Monitor can be compared to a special room, which contains some protected data. Monitor guarantees that only one thread can enter this room to access the protected data at a time. Entering the room means holding the Monitor, and exiting the room means To release Monitor.
When a thread needs to access the protected data (that is, the Monitor that needs to get the object), it will first queue in the entry-set entry queue (here is not really in the order of queuing), if no other thread is holding the object Monitor, then it will compete with other awakened threads in the entry-set queue and wait-set queue (that is, through CPU scheduling), select a thread to obtain the object's Monitor, execute the protected code segment, and complete the execution After the monitor is released, if there is already a thread holding the monitor of the object, it needs to wait for it to release the monitor before competing.

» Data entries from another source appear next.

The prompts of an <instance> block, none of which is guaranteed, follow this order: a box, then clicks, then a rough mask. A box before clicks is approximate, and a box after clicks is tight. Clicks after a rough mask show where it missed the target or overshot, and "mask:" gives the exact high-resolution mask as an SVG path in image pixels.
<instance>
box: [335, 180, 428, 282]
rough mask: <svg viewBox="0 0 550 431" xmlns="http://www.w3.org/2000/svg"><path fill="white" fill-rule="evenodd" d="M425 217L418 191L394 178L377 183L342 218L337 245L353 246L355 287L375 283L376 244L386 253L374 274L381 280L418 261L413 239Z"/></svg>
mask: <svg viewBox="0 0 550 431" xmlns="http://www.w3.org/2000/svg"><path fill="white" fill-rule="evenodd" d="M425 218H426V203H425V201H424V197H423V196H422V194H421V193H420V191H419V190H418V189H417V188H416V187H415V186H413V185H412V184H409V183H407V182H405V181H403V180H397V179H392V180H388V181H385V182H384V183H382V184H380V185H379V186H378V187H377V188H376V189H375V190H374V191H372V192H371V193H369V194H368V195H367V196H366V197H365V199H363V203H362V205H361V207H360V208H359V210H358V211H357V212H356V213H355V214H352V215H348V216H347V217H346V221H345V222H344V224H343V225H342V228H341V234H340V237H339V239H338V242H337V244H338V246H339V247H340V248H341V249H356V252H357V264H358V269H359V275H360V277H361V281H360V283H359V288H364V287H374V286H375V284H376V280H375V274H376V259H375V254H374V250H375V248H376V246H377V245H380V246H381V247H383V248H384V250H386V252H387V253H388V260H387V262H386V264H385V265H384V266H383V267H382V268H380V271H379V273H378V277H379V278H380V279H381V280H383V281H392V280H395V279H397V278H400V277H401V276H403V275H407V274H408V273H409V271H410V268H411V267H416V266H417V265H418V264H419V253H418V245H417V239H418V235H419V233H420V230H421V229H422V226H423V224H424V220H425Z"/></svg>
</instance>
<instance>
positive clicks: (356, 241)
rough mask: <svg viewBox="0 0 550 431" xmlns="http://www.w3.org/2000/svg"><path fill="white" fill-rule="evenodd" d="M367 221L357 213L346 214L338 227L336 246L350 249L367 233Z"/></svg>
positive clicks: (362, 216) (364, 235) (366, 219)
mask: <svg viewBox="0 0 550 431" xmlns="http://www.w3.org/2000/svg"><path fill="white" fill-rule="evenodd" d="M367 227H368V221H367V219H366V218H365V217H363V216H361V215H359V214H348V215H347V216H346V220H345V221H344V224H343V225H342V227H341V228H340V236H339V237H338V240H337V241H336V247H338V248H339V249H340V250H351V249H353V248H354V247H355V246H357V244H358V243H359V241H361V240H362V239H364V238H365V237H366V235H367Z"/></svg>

Let's talk about the wait-set queue. When a thread owns the Monitor, after certain conditions are judged (for example, the user withdraws money and finds that the account has no money), it needs to call the wait method of the Object at this time, and the thread releases the Monitor, enters the wait-set queue, and waits for the notify method of the Object (For example, the user deposits money into the account). When the object calls the notify method or the notifyAll method, the threads in the wait-set will be awakened, and then the awakened threads in the wait-set queue and the threads in the entry-set queue will compete for the object through CPU scheduling. Monitor, in the end only one thread can get the Monitor of the object.